An internationally known expert on Asian art who was implicated in a scheme to smuggle looted antiquities from Thailand to Los Angeles-area museums died Wednesday at a federal detention center in Seattle four days after being arrested there on a visit from Bangkok.
Roxanna Brown, 62, director of the Southeast Asian Ceramics Museum at Bangkok University, had traveled to Seattle for a speaking engagement at the University of Washington, authorities said.
She was a focal point of a widening federal probe that was launched with highly publicized raids on four Southern California museums in January. Hours before her arrest at a Seattle hotel, she had been indicted Friday on a federal wire fraud charge that accused her of inflating the value of the plundered antiquities.
The American-born Brown, who was trained in art history at UCLA, apparently died of a heart attack around 2:30 a.m. at the detention center, between Seattle and Tacoma. Extradition to Los Angeles on the charge was pending, authorities said.
Officials said Brown was too ill to attend a court hearing Monday in Seattle but made a brief appearance Tuesday. She faced up to 20 years in prison if found guilty.
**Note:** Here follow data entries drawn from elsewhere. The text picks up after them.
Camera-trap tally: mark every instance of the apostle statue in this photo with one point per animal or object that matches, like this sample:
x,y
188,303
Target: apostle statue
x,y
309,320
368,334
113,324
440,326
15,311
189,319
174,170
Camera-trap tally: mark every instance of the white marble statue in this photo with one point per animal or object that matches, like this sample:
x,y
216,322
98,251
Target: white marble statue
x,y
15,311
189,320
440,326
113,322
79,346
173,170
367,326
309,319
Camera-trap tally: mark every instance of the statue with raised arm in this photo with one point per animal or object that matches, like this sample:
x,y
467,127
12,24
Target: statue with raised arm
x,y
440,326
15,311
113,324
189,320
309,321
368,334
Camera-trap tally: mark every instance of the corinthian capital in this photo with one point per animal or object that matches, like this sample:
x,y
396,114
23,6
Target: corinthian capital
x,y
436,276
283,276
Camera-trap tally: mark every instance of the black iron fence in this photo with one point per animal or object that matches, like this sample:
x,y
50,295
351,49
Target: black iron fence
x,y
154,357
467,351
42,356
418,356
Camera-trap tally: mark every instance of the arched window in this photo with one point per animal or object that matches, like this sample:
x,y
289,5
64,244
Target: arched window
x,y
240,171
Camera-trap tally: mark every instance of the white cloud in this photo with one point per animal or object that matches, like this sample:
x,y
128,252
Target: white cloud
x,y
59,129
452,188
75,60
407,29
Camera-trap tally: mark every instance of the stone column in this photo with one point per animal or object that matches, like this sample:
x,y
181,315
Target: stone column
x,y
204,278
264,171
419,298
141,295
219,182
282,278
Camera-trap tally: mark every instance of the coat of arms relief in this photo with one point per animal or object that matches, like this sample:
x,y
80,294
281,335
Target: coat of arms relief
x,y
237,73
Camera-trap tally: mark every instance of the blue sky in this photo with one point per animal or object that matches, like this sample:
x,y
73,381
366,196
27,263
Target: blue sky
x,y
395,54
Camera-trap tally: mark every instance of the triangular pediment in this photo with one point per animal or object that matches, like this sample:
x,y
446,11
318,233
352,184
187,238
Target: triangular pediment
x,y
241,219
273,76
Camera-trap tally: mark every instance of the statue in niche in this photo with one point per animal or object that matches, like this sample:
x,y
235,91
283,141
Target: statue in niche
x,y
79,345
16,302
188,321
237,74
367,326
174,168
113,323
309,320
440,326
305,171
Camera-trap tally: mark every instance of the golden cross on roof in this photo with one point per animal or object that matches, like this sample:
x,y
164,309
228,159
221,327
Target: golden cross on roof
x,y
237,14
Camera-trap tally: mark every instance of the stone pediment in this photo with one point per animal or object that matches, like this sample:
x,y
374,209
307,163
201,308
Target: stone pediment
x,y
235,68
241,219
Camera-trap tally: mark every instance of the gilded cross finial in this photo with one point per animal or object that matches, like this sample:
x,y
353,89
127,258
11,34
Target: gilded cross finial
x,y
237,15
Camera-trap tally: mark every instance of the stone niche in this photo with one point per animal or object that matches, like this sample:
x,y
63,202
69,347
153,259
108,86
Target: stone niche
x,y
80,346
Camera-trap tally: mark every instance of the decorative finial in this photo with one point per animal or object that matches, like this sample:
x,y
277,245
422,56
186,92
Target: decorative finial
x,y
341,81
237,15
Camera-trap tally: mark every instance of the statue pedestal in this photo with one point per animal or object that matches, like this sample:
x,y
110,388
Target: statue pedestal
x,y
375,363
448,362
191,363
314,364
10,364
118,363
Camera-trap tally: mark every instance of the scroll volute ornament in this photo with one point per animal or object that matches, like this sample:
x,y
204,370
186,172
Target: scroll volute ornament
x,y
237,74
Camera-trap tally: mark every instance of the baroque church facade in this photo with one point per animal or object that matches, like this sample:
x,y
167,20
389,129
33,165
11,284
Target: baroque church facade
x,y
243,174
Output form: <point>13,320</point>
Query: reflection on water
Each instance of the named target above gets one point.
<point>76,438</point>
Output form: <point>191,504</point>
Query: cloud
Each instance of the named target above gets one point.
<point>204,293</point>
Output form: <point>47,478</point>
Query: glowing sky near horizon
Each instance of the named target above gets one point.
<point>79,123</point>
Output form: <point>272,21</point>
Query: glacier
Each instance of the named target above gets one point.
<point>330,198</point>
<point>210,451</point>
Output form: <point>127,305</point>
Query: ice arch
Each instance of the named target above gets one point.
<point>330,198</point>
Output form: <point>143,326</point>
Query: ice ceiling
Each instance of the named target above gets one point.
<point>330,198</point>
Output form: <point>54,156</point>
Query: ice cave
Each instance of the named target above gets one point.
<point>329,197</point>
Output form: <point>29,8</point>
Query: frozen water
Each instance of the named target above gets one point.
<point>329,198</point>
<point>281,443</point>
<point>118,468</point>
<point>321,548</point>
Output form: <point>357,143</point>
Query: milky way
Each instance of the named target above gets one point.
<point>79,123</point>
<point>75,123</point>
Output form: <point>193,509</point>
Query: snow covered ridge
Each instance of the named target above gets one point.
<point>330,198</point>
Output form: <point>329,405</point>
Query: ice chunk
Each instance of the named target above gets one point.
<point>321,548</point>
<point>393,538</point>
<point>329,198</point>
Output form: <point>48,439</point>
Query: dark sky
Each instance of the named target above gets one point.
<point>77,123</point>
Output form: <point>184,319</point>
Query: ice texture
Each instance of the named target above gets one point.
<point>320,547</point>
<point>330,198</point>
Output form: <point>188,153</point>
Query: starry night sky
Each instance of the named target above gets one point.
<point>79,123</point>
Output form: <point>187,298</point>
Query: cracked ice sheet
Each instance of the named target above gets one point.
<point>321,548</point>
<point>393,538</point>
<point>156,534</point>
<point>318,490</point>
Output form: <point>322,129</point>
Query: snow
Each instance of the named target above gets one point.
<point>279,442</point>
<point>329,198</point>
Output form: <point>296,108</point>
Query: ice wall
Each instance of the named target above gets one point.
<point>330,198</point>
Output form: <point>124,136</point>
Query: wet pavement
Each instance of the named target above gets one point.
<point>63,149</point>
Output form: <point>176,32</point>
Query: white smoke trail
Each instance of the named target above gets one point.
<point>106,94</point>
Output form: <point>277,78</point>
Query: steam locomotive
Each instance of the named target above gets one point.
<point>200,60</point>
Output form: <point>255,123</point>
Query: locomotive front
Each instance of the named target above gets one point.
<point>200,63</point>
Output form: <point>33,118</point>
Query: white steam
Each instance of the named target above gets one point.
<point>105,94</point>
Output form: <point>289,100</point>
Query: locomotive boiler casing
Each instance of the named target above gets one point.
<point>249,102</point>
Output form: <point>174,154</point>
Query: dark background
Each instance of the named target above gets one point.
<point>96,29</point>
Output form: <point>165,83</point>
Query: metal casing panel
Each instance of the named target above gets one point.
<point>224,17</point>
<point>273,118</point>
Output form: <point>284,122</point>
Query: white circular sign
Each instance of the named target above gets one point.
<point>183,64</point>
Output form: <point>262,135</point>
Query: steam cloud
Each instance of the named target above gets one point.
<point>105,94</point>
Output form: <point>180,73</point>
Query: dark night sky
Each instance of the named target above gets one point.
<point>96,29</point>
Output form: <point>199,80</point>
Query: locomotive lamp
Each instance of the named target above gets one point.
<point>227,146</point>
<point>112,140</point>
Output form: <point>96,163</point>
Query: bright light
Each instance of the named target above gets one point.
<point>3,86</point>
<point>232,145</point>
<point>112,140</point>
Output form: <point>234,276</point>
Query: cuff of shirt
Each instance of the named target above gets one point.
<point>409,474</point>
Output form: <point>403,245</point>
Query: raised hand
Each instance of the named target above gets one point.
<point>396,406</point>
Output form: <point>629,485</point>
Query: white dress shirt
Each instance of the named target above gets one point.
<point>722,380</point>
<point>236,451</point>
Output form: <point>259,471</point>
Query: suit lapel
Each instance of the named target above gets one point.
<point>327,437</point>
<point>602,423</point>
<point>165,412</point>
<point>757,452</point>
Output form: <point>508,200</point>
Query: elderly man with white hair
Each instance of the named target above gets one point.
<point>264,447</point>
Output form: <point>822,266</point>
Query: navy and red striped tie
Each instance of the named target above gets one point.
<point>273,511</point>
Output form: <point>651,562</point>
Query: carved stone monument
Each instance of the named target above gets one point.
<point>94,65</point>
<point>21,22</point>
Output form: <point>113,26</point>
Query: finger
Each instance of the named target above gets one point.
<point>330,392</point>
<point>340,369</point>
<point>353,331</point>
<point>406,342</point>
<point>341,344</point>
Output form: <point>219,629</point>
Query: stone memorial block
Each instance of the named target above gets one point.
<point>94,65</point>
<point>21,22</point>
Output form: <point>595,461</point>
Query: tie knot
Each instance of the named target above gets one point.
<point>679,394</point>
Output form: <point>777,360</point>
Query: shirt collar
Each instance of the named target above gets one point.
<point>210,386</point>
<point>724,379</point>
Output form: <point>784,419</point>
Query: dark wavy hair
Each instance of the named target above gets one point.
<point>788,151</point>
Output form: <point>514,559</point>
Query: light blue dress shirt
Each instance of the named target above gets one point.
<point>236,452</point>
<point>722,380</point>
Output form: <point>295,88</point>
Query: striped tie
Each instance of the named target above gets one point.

Brown was the first person to be arrested in the probe. Her apprehension surprised many who knew and respected her as “the epitome of the academic expert,” as one art historian put it to the Bangkok Post.
But federal investigators asserted that Brown allowed her electronic signature to be placed on fake appraisal forms that inflated the value of pieces from Thailand’s Ban Chiang archaeological site that were sent to Southern California museums. The phony appraisals allowed collectors to claim fraudulent tax deductions, according to authorities.